Murray State University along with colleges throughout the state are ramping up an emphasis on the importance of completing a post-secondary education in four years.
The statewide "15 to Finish" campaign, modeled after a similar program instituted in Hawaii, was officially launched in January. The program started by the Kentucky Council on Postsecondary Education has been instituted in every public four-year college in Kentucky, according to Catherine Sivills, Murray State assistant vice president of communication.
The initiative focuses on the positive results associated with full-time students taking and completing 15-credit schedules each semester with the goal of graduation in four years. She said the benefits for students and parents are two-fold, decreasing the expense and amount of student loan debt, and placing graduates into the workforce faster.
"The statistics show that the quicker a student completes college, the easier it is for them to get a job," Sivills said. "The longer it takes a student to graduate, the harder it is to finish, because life happens."
She said another critical aspect of the campaign is educating parents, specifically those of first-generation college students, about the number of hours required per semester for a student to finish on time. To receive an undergraduate diploma in four years at Murray State, students must take 15 hours per semester unless they plan to take summer classes or an overload during another semester.
Murray State has emphasized the ongoing program through on-campus academic advisers who reiterate the information and through summer orientation literature that outlines how students should register for courses, according to Sivills.
"We are sensitive to the economic impact on families to send their children to college," she said. "We want our students to know that you can do it in four years and then you're ahead of the game."
Harris Bivin, Murray State senior advertising major and four-year football center who will graduate in May, said the key to his success at juggling many different obligations is staying academically focused every day.

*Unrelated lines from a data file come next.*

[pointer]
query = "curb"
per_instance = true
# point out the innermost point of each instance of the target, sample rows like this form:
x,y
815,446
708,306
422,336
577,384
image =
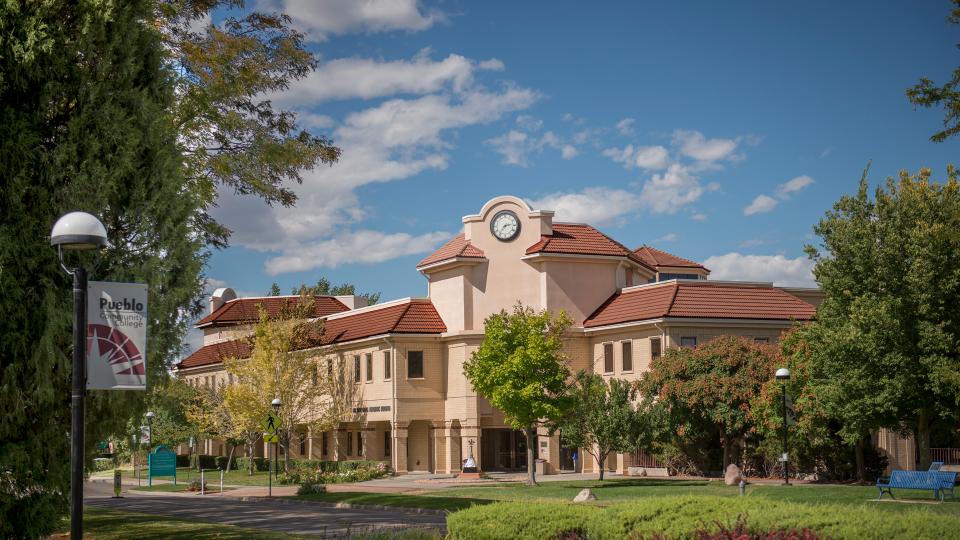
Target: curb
x,y
402,509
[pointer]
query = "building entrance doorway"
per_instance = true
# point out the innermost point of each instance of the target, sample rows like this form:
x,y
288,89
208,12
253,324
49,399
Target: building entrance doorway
x,y
503,450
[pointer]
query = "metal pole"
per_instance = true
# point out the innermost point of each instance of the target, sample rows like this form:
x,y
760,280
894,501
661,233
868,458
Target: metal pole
x,y
76,400
786,461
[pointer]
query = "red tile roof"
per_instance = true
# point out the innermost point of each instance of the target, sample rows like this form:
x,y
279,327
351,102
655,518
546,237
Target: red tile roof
x,y
579,239
458,246
701,299
217,353
247,310
656,257
410,317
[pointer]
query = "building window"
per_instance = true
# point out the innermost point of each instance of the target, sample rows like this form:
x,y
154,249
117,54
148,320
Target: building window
x,y
626,359
415,364
608,357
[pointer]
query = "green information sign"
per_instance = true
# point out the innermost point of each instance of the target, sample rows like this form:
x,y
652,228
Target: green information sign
x,y
161,462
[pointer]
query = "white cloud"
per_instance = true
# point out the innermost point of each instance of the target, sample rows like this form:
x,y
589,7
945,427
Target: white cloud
x,y
644,157
492,64
516,147
593,205
366,78
694,145
625,126
669,237
760,205
366,247
319,20
792,186
676,187
765,203
776,268
529,123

"It was always my goal to finish on time," he said. "When I wasn't in class, I was on the field. It's hard to do, but can be done."
Bivin, who hired an NFL agent to purse a professional career, took full semester course loads when he could and took summer class to make his dream a reality. He said if his athletic career doesn't work out, he plans to rely on the education he received at Murray State to work in advertising in New York City.
"The key is time management and just showing up to class every day, being on time and focused," he said.